Phagocytosis by an HIV Antibody Is Associated with Reduced Viremia Irrespective of Enhanced Complement Lysis
Spencer et al., Nature Communications. 2022.
https://doi.org/10.1038/s41467-022-28250-7
Researchers used the bNAb 10E8v4 targeting the HIV Env protein to examine the role of antibody-mediated effector and complement (C′) activity when 10E8v4 was administered prophylactically to rhesus monkeys challenged with simian-human immunodeficiency virus (SHIV). With sub-protective dosing, the researchers found a 78–88% reduction in post-acute viremia that was associated with 10E8v4–mediated phagocytosis. These results suggest that effector functions inherent to unmodified 10E8v4 contribute to therapeutic efficacy against SHIV, while C′ functions do not contribute to efficacy in this context. This research informs the design of bNAb modifications for improving the protective efficacy of this therapeutic approach against HIV. Supported by ORIP (P51OD011092, U42OD023038) and NIAID.

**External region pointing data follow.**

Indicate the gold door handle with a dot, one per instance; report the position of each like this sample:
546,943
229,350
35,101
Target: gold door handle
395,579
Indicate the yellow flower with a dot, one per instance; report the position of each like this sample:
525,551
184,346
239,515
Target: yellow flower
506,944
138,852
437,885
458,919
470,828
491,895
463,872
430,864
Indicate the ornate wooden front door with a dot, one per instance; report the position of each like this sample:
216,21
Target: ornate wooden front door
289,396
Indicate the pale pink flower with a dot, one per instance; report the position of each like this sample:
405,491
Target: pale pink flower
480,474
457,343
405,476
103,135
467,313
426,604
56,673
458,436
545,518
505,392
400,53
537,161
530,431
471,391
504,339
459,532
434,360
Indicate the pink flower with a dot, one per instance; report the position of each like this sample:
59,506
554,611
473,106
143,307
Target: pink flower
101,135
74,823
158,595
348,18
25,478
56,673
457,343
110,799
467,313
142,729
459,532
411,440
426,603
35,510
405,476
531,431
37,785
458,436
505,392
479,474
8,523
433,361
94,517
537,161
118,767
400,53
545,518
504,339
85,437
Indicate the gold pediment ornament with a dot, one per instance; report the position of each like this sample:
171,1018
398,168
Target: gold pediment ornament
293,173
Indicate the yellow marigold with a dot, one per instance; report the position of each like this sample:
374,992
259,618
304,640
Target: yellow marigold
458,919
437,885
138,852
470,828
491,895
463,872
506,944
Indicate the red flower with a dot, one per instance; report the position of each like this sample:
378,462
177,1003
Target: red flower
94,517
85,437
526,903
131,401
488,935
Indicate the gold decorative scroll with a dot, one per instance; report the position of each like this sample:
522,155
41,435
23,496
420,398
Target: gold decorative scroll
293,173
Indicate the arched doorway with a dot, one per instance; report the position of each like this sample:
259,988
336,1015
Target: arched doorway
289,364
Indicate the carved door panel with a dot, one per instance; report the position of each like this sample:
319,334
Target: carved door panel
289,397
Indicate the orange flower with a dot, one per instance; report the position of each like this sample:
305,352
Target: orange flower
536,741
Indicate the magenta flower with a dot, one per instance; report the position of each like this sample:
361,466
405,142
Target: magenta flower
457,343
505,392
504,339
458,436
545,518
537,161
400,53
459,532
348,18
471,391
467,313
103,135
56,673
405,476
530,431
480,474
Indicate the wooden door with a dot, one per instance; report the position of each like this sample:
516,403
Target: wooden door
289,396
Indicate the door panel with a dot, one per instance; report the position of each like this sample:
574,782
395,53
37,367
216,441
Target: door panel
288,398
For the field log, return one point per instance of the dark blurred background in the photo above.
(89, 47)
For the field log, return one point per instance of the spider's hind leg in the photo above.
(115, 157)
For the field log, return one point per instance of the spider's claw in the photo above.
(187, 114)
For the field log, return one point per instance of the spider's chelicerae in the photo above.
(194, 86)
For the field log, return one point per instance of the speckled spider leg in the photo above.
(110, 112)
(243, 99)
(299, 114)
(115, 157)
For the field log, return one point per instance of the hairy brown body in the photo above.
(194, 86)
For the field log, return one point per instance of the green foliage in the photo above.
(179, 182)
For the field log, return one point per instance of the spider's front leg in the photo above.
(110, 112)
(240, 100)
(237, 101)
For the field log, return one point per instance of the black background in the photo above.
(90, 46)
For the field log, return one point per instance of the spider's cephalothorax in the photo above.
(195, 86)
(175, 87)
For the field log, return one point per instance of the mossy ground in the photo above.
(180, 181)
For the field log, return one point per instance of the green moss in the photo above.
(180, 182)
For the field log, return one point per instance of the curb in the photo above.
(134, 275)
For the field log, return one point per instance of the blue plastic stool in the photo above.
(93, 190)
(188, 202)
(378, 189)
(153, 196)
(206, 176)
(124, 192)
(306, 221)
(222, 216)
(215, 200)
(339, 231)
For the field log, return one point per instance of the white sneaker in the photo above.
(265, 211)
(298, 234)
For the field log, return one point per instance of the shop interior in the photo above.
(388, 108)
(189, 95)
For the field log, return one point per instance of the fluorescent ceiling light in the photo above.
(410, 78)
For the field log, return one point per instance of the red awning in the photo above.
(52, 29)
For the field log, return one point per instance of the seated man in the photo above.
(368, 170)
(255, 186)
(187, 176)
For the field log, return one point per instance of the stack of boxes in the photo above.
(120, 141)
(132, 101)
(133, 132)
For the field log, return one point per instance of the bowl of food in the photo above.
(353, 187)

Complex Decay Dynamics of HIV Virions, Intact and Defective Proviruses, and 2LTR Circles Following Initiation of Antiretroviral Therapy
White et al., PNAS. 2022.
https://doi.org/10.1073/pnas.2120326119
In people living with HIV-1 (PLWH) who start antiretroviral therapy (ART), virus in blood decreases rapidly to below detection, but remaining infected cells may become part of the latent reservoir. Researchers investigated viral decay dynamics and identified decay processes with pronounced differences between intact and defective proviruses. Infected cells that survive second-phase decay may down-regulate HIV-1 gene expression and enter the stable latent reservoir. This research provides insight into meaningful latent reservoir markers and mechanisms for elimination of cells with intact viral genomes. Supported by ORIP (R01OD011095) and NIAID.